Pbind’s stream is a Routine, and also note in Pbind’s code that it never resets anything. It makes new streams.

FuncStream is structurally different. It has no internal state. But, James McCartney felt some form of reset would be good, so he put in a function to handle that, just calling it directly (meaning any side effects are immediate).

You do have a point here: most patterns, when you call asStream, start over from the beginning. But, if you define “starting over” as a reset, Pfunc doesn’t. It might be legitimate to call the resetFunc upon asStream – this might also break existing user code, so it would have to be discussed.

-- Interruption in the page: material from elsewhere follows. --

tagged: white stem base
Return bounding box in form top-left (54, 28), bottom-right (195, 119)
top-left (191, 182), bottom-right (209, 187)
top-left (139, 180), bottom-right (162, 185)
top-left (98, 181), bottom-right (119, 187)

That suggests one workaround would be to create your own version of Pfunc:

Pfunc2 : Pfunc {
    asStream {
        resetFunc.value;
        ^FuncStream(nextFunc, resetFunc)
    }
}

Alternately, this would work too:

r = Pbind(
    \dur, Pseq([0.4], 5),
    \acc, Plazy {
        ~tm = 0;
        Pfunc({ |ev| ~tm = ~tm + ev[\dur] })
    }
).asStream;

With both of those, you would not see ~tm reset to 0 immediately, but the first next after reset would reinitialize it. (Unfortunately it’s Pfunc’s reset behavior that has misled you here: it, rather than Pbind, is the odd duck.)

hjh

2 Likes

Well, looking through Patterns.sc, one does pass down the reset… Pif resets all sub-streams on its own reset. But that actually seems to be the only one if such subs-stream behavior.

~tm = 0
r = Pif ( true, Pfunc({ |ev| ~tm = ~tm + ev[\dur] }, { ~tm = 0 } ), 0, ()).asStream
r.next((dur: 3))
r.reset; ~tm // ~tm is zero again now, as expected

It’s quite disappointing that not even Pchain does that. (The reset semantics would not be anymore problematic than for Pif, I think.) I guess this is just another “don’t expect consistent behavior in the SC streams libraries”. I suspect reset isn’t used/tested much.

As you said, the issue is that most Patterns return a Routine for their asStream; Pif returns a FuncStream, so it can do reset-passdown… Pkey actually creates a FuncStream too, but without a reset function.

And I don’t see where in the Pbind documentation it says it’s not resetting anything… (It mentions ESP having a reset, duh.)

Pfunc help is misleading actually:

resetFunc Function that is called when the stream is reset. In an event stream receives the current Event as argument.

1 Like

I’d like to suggest an alternate viewpoint.

James McCartney didn’t have to create any of this, and he didn’t have to open-source it the moment he didn’t need to depend on it for his income.

I won’t say there are zero inconsistencies in the interfaces[+], but I will say that overall, the design is far better than most people in the world could come up with by themselves. And it’s certainly true that people have been using this design successfully for 20 years to produce music, sound art, multimedia installations etc.

[+] And some of the inconsistencies arrived later (not part of the original design).

In my opinion (you’re free to disagree), it’s useful to discuss ways a/ to use the existing frameworks, b/ to create additional structures around the existing frameworks to plug holes and c/ to fix legit bugs. I’m happy to help with workarounds and to explain why it is the way it is, that’s it.

I suspect reset isn’t used/tested much.

That’s true. It’s more common to discard the old stream and create a new one. (Which suggests that reset may not be what you’re after – the Plazy{} I suggested above will reinitialize for both asStream and resetting the stream, so I think it’s a more robust approach than trying to beat Pfunc into submission.)

hjh

My apologies, I didn’t mean to come off as ranting/flaming…

Yes, the Plazy { init; Pfunc } solution is probably the best. (Actually, the Pfunc can be just a FuncStream, but that sacrifices typing time for a negligible performance gain :stuck_out_tongue: )

RFluff - as James is always saying, SC is a ‘do-ocracy’… if you have your finger on annoying inconsistencies I’d hope you would jump in with a suggestion - if SC is going to live it needs to be maintained and new user pain points are opportunities.